(Bloomberg) -- A rebound in the world’s reserve currency could choke the current rally of its peers in emerging markets.
That’s the view of Brendan McKenna, a Wells Fargo Securities strategist who expects investors to flock to the U.S. dollar just as underlying risks in developing economies come into focus. The firm was among the most accurate forecasters of major currencies in the fourth quarter -- and No. 1 for Latin America.
“The dynamics that have supported foreign currencies, in particular emerging market currencies, are unlikely to persist,” he said in a Tuesday report. “As the focus shifts back to country-specific fundamentals, we believe investors will again divert capital back toward U.S. dollar-denominated assets, which should be supportive of the greenback over time.”
It’s a stark outlook compared with those from Societe Generale and Morgan Stanley, which in recent days brightened their stances on some emerging assets. It also comes after the best week for a key MSCI Inc. gauge of developing currencies since early September.
Still, the index fell on Tuesday, with 21 of 24 emerging currencies down. The Hungarian forint and Turkish lira were among the biggest decliners. The dollar, meantime, was headed for its biggest gain since the first trading day of this year.
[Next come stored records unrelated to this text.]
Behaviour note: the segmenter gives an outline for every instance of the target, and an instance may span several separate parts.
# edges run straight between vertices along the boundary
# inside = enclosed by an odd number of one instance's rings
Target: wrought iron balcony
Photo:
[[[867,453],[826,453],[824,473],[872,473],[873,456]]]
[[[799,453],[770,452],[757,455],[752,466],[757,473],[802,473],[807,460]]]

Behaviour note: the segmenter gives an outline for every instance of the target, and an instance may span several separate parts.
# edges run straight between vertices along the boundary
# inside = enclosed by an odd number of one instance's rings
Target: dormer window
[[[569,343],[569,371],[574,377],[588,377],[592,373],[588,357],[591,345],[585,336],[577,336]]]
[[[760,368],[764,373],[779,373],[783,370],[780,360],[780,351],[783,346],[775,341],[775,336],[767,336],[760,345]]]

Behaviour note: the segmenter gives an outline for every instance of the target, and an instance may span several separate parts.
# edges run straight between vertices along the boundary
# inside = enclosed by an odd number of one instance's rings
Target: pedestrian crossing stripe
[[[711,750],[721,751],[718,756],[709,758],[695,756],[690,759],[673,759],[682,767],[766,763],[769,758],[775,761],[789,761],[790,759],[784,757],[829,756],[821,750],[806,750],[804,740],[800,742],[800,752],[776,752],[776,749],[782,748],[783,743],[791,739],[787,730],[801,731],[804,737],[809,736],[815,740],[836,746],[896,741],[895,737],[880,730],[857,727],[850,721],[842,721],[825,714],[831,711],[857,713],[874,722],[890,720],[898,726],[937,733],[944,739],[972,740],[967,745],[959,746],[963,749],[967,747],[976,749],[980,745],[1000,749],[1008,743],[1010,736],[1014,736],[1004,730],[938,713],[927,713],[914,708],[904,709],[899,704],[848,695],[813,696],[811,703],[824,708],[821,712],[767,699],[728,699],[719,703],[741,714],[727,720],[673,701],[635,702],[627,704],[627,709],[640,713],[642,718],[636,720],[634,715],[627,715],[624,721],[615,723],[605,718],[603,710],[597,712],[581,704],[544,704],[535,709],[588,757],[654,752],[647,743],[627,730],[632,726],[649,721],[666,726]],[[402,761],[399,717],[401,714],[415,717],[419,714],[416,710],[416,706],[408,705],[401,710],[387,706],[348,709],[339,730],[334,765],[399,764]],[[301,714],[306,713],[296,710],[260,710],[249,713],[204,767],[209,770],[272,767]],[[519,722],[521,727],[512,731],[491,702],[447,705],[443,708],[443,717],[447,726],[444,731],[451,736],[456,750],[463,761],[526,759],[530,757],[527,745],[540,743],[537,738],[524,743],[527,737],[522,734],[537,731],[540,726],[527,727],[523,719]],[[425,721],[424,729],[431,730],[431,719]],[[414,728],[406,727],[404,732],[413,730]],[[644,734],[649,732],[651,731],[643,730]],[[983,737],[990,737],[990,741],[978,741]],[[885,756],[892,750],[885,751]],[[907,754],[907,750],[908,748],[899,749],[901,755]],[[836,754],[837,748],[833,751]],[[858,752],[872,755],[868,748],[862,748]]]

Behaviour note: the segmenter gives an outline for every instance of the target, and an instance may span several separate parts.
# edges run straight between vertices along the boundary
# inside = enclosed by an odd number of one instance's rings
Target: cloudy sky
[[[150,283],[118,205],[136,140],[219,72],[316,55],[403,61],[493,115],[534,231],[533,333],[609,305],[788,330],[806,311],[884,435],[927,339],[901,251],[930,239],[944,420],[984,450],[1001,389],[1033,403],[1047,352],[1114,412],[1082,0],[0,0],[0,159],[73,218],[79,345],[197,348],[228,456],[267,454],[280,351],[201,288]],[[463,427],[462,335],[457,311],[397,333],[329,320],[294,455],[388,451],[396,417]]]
To McKenna, it’s likely that tighter Federal Reserve policy and higher bond yields will take the steam out of an early advance in developing currencies, especially in nations where local political developments could turn negative. While the dollar may gain against Group-of-10 peers this year as well, the rally will be the most intense against emerging currencies, he said.
He pointed to the risk of upcoming elections in Colombia and Brazil, along with the fallout of sharp political turns in Peru and Chile last year. Unorthodox policy in Turkey may continue to weigh on the lira, while political risk in South Africa and geopolitical tensions for Russia may keep the rand and ruble on the back foot. Diverging Chinese and U.S. monetary policy, meantime, could drag on the renminbi and put pressure on emerging Asian currency, McKenna said.
BNP Paribas strategists including Burak Baskurt are also expecting emerging currencies to weaken against the greenback as the Fed embarks on quantitative tightening, though they said much of the impact took place last year as investors started pricing in Fed tightening.
Earlier, Morgan Stanley strategists led by James Lord removed their long-standing bearish view on emerging currencies. They now hold a neutral stance, recommending traders focus on relative value within developing-economy exchange rates.